Recent screenings
Written by Amina Mama on April 12, 2011 — Add a Comment
Last nights screening was very well attended and received. It also provoked some interesting questions and discussions about the relationship between economic poverty and cultural changes, including rising cultural and religious fundamentalism being part of neoliberal globalization. The number of witches in the various camps around Ghana is reported to have risen from the 1,000 that Yaba reports in the film, to over 3,000 at the last count. Meanwhile the lack of access to education, social and cultural development, as well as money, continues to create confusion and anxieties at community level, and more women are made into scapegoats for social ills and outbreaks of poverty-related diseases, stripped of their assets and driven out of their home communities.
The discussions being provoked in New York are of course different from those stimulated in Ghanaian and other African contexts, but the level of interest is still very high, and raises many additional issues about African culture in the world.
We were especially delighted to share last nights’ the screening and discussion with two exciting emergent and highly artistic film makers – Zina Saro Wiwa presented two colouful and surreal shorts ‘The Deliverance of Comfort’ – and ‘Phyllis’ (Nigeria), while Ekwa Msangi Omari presented an intense foretaste of Taharuki (‘Suspense’, Kenya) an excerpt from a thriller she is developing on child trafficking.

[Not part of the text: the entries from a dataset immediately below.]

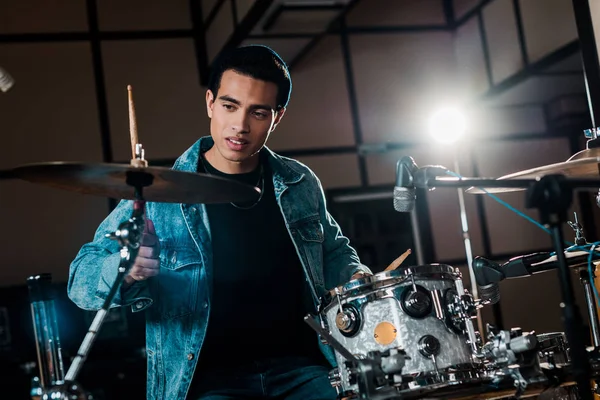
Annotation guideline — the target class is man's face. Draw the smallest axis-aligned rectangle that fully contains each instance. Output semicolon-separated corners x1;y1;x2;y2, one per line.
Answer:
206;70;285;172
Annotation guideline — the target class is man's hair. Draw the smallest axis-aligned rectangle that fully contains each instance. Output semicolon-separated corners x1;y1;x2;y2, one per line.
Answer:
208;45;292;110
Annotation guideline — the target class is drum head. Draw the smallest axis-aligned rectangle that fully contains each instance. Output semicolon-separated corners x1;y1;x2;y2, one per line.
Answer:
320;264;461;310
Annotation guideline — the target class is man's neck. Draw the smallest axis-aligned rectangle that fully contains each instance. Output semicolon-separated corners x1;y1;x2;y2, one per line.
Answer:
204;146;260;174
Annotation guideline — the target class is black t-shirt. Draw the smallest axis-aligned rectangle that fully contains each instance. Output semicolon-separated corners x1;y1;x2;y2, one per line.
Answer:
192;148;325;371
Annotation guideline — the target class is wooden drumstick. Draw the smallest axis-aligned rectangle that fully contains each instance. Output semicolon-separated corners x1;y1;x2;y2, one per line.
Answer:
127;85;138;160
383;249;412;272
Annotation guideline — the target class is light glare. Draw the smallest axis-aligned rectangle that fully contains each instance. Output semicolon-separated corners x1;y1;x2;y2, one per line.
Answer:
429;107;466;144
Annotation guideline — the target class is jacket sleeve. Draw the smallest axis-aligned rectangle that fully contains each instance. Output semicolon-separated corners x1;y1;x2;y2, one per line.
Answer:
67;201;152;311
313;175;372;289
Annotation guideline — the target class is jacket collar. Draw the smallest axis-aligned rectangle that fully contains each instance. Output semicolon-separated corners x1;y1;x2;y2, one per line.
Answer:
173;136;304;185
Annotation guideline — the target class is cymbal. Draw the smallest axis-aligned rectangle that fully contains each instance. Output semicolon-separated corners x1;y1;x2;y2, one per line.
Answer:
11;162;260;204
466;148;600;194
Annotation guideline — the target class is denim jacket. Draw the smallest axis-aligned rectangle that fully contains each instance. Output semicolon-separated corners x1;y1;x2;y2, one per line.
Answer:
68;137;370;400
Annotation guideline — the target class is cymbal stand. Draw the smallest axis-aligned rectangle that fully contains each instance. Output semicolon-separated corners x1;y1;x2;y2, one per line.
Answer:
27;274;65;395
526;175;593;400
44;170;153;399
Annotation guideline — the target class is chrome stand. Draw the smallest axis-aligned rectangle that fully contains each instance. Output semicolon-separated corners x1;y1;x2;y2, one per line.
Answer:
42;171;153;400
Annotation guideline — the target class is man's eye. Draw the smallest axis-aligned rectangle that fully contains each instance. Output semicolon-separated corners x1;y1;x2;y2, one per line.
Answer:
254;112;267;119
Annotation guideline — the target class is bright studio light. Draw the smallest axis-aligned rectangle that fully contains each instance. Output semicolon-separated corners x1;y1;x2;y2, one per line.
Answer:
429;107;466;144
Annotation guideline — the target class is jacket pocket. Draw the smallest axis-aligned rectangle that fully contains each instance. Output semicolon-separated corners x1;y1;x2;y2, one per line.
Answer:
155;241;202;319
290;215;324;291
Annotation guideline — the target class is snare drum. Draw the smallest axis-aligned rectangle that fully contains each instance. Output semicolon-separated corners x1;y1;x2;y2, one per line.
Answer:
321;264;475;391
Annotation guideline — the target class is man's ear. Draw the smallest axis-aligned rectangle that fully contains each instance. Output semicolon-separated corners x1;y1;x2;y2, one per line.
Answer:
206;89;215;118
271;108;285;132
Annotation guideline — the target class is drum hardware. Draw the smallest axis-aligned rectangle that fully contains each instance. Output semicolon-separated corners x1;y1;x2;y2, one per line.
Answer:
567;212;588;246
27;274;65;395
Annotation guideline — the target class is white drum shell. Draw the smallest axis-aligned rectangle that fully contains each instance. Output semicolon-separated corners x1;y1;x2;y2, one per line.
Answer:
324;266;473;390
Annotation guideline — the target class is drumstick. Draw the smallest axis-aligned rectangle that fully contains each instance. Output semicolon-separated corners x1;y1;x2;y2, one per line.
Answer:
383;249;412;272
127;85;138;160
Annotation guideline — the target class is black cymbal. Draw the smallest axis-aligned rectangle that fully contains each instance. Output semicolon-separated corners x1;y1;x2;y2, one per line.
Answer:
7;162;260;204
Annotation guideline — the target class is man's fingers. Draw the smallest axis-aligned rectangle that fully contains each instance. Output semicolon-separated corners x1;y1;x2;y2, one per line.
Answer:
144;218;156;235
140;233;160;247
138;246;160;260
134;256;160;269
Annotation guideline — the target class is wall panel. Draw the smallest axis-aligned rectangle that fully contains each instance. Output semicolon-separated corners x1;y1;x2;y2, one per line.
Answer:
452;0;481;19
294;154;360;190
206;1;235;63
350;32;460;143
454;18;490;98
520;0;577;62
269;36;355;150
348;0;446;26
98;0;192;31
483;0;524;83
0;43;108;286
102;39;209;162
0;0;88;34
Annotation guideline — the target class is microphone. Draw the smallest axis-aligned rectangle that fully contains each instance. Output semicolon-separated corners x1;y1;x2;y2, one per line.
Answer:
0;67;15;92
394;156;448;212
473;252;556;304
473;256;505;304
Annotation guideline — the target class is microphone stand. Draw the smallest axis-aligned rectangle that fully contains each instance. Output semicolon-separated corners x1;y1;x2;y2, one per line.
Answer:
426;175;600;400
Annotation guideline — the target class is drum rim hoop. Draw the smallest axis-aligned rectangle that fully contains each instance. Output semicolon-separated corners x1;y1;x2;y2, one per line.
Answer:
320;264;462;310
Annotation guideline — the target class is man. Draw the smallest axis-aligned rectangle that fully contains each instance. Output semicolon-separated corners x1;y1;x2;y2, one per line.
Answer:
69;46;370;400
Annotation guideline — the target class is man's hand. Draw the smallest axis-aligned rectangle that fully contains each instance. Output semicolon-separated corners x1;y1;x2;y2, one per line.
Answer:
123;219;160;288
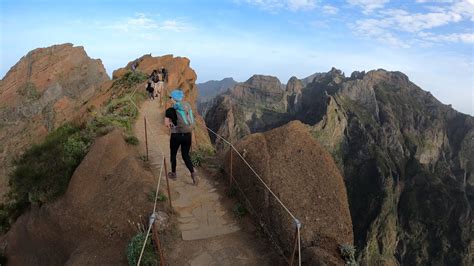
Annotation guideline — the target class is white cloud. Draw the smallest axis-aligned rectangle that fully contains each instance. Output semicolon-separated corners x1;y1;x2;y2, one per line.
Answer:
160;20;195;32
239;0;318;12
288;0;316;10
350;0;474;47
104;13;158;31
381;9;462;32
347;0;390;14
352;19;410;48
323;5;339;15
419;32;474;44
100;13;195;33
416;0;454;4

Mahen Bonetti and her team do an fantastic job curating this fabulous festival – now in its 18th year. A veritable visual feast of Africa and African film in this global era, featuring state of the art up-to-date works, and as full of new talent as it is of newly uncovered material and insights into the home of all humanity. For more info on tonight and other screenings in the US go to http://www.africanfilmny.org
Yaba is off to Sarah Lawrence College today, and then to Binghampton and Rutgers, before traveling across for the Bay Area to join me for a screening at Mills College in Oakland.